Familial cavitary optic disk anomalies: identification of a novel genetic locus

Abstract

Purpose: To identify the chromosomal location of the gene involved in the pathogenesis of cavitary optic disk anomalies in a large pedigree with autosomal dominant inheritance of disease.

Design: Linkage analysis of a pedigree affected with cavitary optic disk anomalies.

Methods: Optic disk photographs were examined for the presence of cavitary optic disk anomalies. Sixteen affected family members and one obligate carrier were identified and studied with linkage analysis using both microarrays of single nucleotide polymorphisms (SNPs) and short tandem repeat polymorphism (STRP) markers.

Results: Multipoint linkage analysis of SNP genotypes yielded a maximum nonparametric logarithm of the odds (LOD) score of 21.7 with markers located on chromosome 12q. Linkage was confirmed with 16 STRP markers in the 12q region. A maximum two-point LOD score of 4.06 (theta = 0) was obtained with marker D12S1700. The disease interval defined by observed recombinants is 9.1 cM, which corresponds to 13.5 Mbp. Three candidate genes (GDF-11, NEUROD4, and WIF1) in the chromosome 12q locus were evaluated as possible disease-causing genes. No mutations were detected in the coding sequence of these genes.
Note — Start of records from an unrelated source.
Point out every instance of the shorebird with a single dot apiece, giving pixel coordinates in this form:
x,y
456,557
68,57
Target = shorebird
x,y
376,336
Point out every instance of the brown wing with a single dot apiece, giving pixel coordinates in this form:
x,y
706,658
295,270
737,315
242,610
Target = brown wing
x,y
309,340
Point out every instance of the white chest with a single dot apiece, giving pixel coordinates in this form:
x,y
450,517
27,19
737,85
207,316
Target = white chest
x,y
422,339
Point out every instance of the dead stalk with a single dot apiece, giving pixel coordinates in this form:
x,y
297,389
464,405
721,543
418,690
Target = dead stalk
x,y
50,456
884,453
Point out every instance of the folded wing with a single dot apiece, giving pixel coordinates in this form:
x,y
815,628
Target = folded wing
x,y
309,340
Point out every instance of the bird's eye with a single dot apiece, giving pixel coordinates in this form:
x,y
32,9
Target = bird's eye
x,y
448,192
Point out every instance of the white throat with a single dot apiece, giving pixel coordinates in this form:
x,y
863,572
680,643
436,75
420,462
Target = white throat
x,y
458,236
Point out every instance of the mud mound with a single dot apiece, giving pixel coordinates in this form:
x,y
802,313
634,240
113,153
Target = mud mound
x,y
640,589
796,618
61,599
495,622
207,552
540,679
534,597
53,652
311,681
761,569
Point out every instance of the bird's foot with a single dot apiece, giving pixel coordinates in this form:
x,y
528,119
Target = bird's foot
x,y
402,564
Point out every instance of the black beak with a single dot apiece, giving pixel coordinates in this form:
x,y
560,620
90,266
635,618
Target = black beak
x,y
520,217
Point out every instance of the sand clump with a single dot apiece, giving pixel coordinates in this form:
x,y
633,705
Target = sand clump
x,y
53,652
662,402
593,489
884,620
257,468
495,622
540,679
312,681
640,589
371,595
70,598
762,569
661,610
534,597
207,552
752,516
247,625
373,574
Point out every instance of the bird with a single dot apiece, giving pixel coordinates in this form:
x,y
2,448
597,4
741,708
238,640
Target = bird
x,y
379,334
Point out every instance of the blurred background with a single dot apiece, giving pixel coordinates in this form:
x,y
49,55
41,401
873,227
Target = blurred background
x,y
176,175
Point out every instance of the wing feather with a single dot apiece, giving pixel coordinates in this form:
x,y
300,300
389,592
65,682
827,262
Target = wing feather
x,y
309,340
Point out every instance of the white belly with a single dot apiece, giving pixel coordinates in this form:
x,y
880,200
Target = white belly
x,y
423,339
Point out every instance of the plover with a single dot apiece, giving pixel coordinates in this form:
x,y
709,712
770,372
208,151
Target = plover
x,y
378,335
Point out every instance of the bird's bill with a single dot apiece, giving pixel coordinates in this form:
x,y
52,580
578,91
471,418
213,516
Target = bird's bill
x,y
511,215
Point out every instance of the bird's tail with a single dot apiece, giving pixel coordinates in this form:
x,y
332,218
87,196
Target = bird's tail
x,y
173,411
Conclusions: The discovery of the chromosomal location of a gene responsible for cavitary optic disk anomalies is a key step in identifying the genetic basis of this condition and ultimately may provide important insight into the pathogenesis of more common optic nerve diseases such as normal-tension glaucoma and primary open-angle glaucoma (POAG).

Figure 1

Pedigree affected with cavitary optic disc anomaly. Individuals found to be clinically affected with cavitary anomalies of the optic nerve including optic pits, optic nerve colobomas, or morning glory disc anomaly are represented by black symbols while unaffected individuals are depicted with open symbols. Family members who are obligate carriers are indicated with grey symbols. These family members were either unavailable for examination or they did not meet clinical criteria for having definite cavitary optic disc anomalies, however, they are obligate carriers by virtue of having offspring with cavitary optic disc anomalies. Individuals that are deceased are marked with a slash. Patients who were examined by the authors are indicated with an “X”.

Figure 2

Appearance of cavitary optic disc anomalies. Affected members of the cavitary optic disc anomaly pedigree have abnormal optic discs with features of optic pits, optic nerve colobomas, and morning glory disc anomaly. A. The left optic disc of patient IV-11 is deeply excavated and exhibits features of an optic nerve coloboma and optic pit. B. The right optic disc of patient IV-8 is anomalous and has some characteristics that are similar to that of the morning glory disc anomaly including abnormal, radial vessels and a central tuft of glial tissue.

Figure 2

Appearance of cavitary optic disc anomalies. Affected members of the cavitary optic disc anomaly pedigree have abnormal optic discs with features of optic pits, optic nerve colobomas, and morning glory disc anomaly. A. The left optic disc of patient IV-11 is deeply excavated and exhibits features of an optic nerve coloboma and optic pit. B. The right optic disc of patient IV-8 is anomalous and has some characteristics that are similar to that of the morning glory disc anomaly including abnormal, radial vessels and a central tuft of glial tissue.

Figure 3

Cavitary optic disc anomalies linkage analysis: Two point linkage data and analysis of recombinant individuals. Sixteen genetic markers from the long arm of chromosome 12 are listed on the left of the figure with the most centromeric marker at the top. The physical position of the STRP markers is based on NCBI Build 36.1 of the human genome and the genetic position of the markers is based on the Marshfield map (http://www.ncbi.nlm.nih.gov/mapview/). The maximum LOD score (Zmax) is given for each marker as well as the recombination frequency at which the Zmax occurred. The patient designations correspond to those in Figure 1. A black box indicates that during the meiosis that gave rise to the individual (or that individual’s ancestor), an informative recombination event occurred between the marker and the disease gene. Parents were not available from any of the recombinant individuals. Consequently, it is not possible to identify those markers in which no recombinations occurred between the disease gene and the markers. The recombination events summarized in this figure suggest that the disease-causing mutations lie within the 9.1 cM (13.5 Mbp) interval bounded by D12S1618 and D12S1702.